TU Wien Researchers Succeed in Coupling Atomic Defects in Diamonds Using Quantum Physics

Two black diamonds on a superconducting chip (12x4 mm). The wiggly line is a resonator, coupling the two diamonds. Credit: TU Wien

Diamonds with very little flaws are capable of playing a vital role in the future of quantum technology. The quantum properties of such diamonds were studied by researchers at TU Wien for some time. However, only recently did they succeed in coupling the particular defects in two such diamonds with one another. This is indeed considered to be a significant prerequisite for the development of new applications, such as highly sensitive switches and sensors for quantum computers. The outcome of this study will be published in the journal ‘Physical Review Letters’.

In search of a suitable quantum system

“Unfortunately, quantum states are very fragile and decay very quickly”, explains Johannes Majer, head of the hybrid quantum research group, based at the Institute of Atomic and Subatomic Physics at TU Wien. It is for this reason that a detailed research is being carried out in order to find quantum systems suitable for technical applications. Till date, there has been no system capable of meeting all the requirements simultaneously even though there are some promising candidates with specific advantages.

Diamonds with very specific defects are one potential candidate for making quantum computers a reality.

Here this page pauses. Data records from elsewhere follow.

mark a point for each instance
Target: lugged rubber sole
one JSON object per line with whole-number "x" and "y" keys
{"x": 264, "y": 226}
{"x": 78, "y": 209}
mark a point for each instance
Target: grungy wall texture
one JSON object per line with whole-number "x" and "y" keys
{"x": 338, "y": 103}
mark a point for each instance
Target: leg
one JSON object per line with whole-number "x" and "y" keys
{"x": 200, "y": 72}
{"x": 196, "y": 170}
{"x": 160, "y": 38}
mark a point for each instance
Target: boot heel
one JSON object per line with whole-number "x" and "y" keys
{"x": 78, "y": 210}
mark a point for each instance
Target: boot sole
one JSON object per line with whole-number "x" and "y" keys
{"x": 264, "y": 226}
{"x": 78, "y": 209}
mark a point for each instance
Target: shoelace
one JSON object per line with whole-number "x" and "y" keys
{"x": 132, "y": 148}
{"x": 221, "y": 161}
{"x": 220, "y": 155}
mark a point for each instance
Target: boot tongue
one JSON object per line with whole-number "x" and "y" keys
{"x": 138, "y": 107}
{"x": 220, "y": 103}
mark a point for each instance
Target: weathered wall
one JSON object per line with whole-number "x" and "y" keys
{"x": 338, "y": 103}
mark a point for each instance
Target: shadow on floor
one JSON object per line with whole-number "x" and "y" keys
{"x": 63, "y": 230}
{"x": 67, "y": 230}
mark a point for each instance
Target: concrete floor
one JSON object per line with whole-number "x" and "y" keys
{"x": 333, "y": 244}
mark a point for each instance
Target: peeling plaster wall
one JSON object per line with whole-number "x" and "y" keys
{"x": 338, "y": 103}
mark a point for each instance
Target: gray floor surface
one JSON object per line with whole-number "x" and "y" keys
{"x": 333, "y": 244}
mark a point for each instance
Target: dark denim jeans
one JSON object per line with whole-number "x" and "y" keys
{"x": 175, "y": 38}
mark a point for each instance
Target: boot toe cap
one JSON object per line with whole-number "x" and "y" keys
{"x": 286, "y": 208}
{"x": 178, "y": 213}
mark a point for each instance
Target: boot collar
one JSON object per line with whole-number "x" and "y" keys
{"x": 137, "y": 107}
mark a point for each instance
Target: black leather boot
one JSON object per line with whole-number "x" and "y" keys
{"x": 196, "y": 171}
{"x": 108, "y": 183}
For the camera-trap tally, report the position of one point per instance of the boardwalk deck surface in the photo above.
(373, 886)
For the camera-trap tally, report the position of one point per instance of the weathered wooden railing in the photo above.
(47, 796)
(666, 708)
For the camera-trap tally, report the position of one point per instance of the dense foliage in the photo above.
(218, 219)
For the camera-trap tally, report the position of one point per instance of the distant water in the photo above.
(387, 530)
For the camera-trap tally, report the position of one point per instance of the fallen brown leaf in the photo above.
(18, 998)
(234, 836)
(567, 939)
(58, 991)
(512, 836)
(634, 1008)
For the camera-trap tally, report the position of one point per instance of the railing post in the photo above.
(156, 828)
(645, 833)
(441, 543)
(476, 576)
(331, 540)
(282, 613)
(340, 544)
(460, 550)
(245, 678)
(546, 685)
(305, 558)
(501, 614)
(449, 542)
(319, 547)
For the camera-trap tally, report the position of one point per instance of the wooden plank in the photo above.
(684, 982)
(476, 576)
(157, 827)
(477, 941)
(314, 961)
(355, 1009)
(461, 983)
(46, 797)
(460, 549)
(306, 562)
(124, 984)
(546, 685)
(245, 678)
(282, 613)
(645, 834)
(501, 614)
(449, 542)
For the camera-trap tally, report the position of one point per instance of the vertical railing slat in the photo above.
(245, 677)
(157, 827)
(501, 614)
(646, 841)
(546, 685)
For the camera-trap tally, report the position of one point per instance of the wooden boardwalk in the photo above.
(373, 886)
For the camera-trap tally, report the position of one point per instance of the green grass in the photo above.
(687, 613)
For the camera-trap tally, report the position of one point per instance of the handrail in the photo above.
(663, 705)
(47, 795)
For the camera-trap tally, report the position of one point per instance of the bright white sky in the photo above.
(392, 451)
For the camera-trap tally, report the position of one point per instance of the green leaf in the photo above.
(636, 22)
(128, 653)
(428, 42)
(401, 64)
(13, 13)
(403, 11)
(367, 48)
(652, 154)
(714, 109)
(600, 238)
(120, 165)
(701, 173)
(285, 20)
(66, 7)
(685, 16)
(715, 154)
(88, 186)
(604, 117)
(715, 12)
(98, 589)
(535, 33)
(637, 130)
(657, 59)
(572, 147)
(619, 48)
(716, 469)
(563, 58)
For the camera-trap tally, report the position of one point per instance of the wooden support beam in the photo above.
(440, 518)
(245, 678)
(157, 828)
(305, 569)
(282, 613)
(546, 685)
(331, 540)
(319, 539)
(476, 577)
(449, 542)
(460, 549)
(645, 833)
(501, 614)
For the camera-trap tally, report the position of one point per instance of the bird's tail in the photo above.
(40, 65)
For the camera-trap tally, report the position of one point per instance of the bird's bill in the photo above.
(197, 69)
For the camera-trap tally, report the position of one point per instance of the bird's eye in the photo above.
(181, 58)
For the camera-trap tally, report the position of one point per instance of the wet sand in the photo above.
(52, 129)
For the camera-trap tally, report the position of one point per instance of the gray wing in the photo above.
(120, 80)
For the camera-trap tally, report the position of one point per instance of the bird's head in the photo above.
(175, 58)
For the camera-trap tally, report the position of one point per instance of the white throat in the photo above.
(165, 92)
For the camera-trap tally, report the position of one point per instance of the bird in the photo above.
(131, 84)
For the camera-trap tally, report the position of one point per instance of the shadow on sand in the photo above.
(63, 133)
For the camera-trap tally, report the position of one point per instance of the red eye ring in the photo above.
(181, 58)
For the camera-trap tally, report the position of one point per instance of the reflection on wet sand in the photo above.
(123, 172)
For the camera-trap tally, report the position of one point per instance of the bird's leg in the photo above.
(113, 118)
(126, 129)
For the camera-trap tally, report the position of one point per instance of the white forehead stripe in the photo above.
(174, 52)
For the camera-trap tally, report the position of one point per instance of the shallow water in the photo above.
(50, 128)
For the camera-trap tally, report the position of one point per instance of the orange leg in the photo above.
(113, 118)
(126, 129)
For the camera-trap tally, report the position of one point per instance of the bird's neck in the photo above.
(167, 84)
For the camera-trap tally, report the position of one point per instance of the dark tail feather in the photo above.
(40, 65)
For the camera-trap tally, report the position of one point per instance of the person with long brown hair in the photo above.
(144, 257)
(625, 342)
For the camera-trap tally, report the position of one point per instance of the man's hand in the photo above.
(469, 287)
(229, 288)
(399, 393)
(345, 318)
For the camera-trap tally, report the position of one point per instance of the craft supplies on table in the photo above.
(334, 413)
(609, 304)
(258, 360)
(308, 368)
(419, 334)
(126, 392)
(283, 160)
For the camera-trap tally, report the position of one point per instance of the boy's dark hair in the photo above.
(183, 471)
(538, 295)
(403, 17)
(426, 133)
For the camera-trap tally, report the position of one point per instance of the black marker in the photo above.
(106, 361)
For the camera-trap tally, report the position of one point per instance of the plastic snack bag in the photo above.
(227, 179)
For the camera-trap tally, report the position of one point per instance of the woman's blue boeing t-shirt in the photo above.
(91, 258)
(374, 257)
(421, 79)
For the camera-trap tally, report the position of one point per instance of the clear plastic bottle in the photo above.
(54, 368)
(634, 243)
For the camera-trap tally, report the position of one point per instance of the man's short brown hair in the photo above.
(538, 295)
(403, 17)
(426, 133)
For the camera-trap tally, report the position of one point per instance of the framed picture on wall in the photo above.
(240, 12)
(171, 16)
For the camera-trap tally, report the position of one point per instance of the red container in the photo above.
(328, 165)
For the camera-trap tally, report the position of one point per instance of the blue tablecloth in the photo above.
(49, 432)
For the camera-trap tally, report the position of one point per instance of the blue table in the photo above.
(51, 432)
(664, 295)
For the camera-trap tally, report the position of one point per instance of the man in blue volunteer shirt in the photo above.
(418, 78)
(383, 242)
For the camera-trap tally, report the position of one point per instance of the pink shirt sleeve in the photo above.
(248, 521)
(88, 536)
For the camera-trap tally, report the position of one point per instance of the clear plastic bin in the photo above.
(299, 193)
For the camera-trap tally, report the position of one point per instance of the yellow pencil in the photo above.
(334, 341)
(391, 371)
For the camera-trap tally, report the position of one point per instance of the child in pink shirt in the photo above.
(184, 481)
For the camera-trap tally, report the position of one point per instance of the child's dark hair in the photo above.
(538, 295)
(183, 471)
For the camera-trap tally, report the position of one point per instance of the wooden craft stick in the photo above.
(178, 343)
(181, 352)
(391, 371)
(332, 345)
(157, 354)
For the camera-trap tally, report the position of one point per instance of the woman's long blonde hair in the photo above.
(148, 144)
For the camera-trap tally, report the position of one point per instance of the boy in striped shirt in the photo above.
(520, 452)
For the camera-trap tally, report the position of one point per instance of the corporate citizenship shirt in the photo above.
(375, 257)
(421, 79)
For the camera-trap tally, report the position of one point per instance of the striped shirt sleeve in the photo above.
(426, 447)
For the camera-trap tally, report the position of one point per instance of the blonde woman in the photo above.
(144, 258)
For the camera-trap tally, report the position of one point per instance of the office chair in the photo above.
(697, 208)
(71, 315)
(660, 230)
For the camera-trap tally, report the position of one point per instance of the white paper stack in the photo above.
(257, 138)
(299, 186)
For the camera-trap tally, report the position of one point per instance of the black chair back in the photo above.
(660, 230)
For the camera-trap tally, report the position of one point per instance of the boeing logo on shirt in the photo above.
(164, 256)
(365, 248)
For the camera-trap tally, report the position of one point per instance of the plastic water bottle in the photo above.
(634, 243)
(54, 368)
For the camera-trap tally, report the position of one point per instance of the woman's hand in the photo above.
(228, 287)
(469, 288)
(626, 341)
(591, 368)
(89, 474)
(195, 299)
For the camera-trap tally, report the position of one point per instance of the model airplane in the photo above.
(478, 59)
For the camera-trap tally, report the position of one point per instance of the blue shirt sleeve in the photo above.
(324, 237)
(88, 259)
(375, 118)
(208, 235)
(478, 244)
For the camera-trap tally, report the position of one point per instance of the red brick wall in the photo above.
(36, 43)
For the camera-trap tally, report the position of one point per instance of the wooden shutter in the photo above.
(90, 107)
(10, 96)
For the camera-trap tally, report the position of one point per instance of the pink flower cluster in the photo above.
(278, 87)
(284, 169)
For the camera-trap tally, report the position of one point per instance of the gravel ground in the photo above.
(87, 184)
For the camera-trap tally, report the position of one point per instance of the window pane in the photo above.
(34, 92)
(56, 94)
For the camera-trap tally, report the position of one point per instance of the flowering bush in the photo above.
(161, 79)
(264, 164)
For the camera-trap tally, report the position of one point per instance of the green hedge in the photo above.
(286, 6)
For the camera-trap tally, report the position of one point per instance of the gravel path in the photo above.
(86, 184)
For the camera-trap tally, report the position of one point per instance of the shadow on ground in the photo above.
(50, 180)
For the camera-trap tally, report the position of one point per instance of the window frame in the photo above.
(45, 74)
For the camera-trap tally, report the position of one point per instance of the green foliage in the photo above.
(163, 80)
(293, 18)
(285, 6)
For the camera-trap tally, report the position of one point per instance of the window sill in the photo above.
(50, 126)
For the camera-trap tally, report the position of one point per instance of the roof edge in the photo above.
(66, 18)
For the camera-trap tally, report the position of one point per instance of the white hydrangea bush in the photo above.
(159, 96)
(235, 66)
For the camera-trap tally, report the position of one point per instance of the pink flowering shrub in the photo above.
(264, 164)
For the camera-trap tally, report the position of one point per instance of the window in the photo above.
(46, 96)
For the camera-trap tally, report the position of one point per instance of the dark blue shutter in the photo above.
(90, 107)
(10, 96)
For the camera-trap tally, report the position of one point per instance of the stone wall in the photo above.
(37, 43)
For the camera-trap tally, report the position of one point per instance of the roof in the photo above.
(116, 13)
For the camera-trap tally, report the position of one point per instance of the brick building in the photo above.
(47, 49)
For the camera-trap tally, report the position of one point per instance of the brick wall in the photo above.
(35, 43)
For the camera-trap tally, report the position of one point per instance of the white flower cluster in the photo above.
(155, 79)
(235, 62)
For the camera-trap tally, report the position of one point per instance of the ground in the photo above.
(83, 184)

Johannes Majer., Head of Hybrid Quantum Research Group, TU Wein

A pure diamond is exclusively developed from carbon atoms. However, in some diamonds there can be instances where a nitrogen atom is present instead of a carbon atom, and neighboring this, within the diamond’s atomic structure, there is an anomaly where no atom is present – this is called a ‘vacancy’. This defect, comprising of the nitrogen atom and vacancy, results in the formation of an extremely long-lasting state, producing diamonds with these specific flaws ideally suited to quantum experiments.

It all depends on the coupling

The ability to couple together such quantum systems is indeed considered to be an important pre-requisite for an increased number of quantum technological applications, as this coupling was until now only scarcely been possible for diamond systems. “The interaction between two such nitrogen-vacancy defects is extremely weak and only has a reach of around 10 nanometres”, says Majer.

This feat has thus been accomplished though with the help of a superconducting quantum chip that develops microwave radiation.  For a very long time, the TU Wien team has been studying how diamonds can be manipulated by microwaves:

Billions of nitrogen-vacancy defects in diamonds are coupled collectively with a microwave field. In this way, the quantum state of the diamonds can be manipulated and read out.

Johannes Majer., Head of Hybrid Quantum Research Group, TU Wein

The researchers have now moved on to the next step as they were successful in coupling two different diamonds, one at each end of the chip, in order to develop an interaction between the two diamonds. “This interaction is mediated by the microwave resonator in the chip in between; here, the resonator plays a similar role to that of a data bus in a regular computer”, says Johannes Majer.

It is possible to selectively switch on and off the coupling between the two diamonds: “the two diamonds are rotated against each other at a certain angle”, reports Thomas Astner, the lead author of the current work. “Additionally, a magnetic field is applied, with the direction playing a decisive role: if both diamonds are aligned at the same angle within the magnetic field, then they can be coupled using quantum physics. With other magnetic field directions, it is possible to investigate the individual diamonds without coupling”. Noomi Peterschofsky took up the initial steps on the experiment as part of her undergraduate thesis. Thomas Astner and Stefan Nevlacsil subsequently succeeded in illustrating the coupling of the diamonds in an experiment that was part of their Master’s thesis.